Polls will stay open until 5:00 p.m. local time (1100 GMT), with results expected after midnight.
‘Farce’ election
Early signs suggested turnout would be low, despite widespread reports of carrot-and-stick inducements aimed at bolstering the poll’s legitimacy.
Two hours after voting began, only 111 people had cast ballots out of the nearly 4,200 registered at one polling station in Dhaka’s west, presiding officer Prashun Goswami told AFP.
“I don’t have any interest in participating in this farce,” charity worker Shahriar Ahmed, 32, told AFP.
“I would rather stay home and watch movies.”
Some voters said earlier they had been threatened with the confiscation of government benefit cards needed to access welfare payments if they refused to cast ballots for the ruling Awami League.
“They said since the government feeds us, we have to vote for them,” Lal Mia, 64, told AFP in the central district of Faridpur.
The BNP and other parties staged months of protests last year, demanding Ms. Hasina step down ahead of the vote.
Around 25,000 Opposition cadres including the BNP’s entire local leadership were arrested in the ensuing crackdown, the party says. The government puts the figure at 11,000.

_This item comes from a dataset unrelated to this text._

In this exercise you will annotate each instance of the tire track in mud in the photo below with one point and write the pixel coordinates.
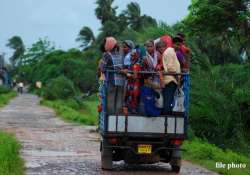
(52, 146)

Small and scattered protests continued in the days ahead of the election — a shadow of the hundreds of thousands seen at rallies last year.
On Sunday, police in the port city of Chittagong said they had fired shotguns to break up a rally of up to 60 Opposition members who had blocked a road using burning tyres, adding that no one was injured.
The election commission said nearly 700,000 police officers and reservists had been deployed to keep order during the vote along with nearly 100,000 members of the armed forces.
Politics in the world’s eighth-most populous country was long dominated by the rivalry between Ms. Hasina, the daughter of the country’s founding leader, and two-time premier Khaleda Zia, wife of a former military ruler.
Ms. Hasina has been the decisive victor since returning to power in a 2009 landslide, with two subsequent polls accompanied by widespread irregularities and accusations of rigging.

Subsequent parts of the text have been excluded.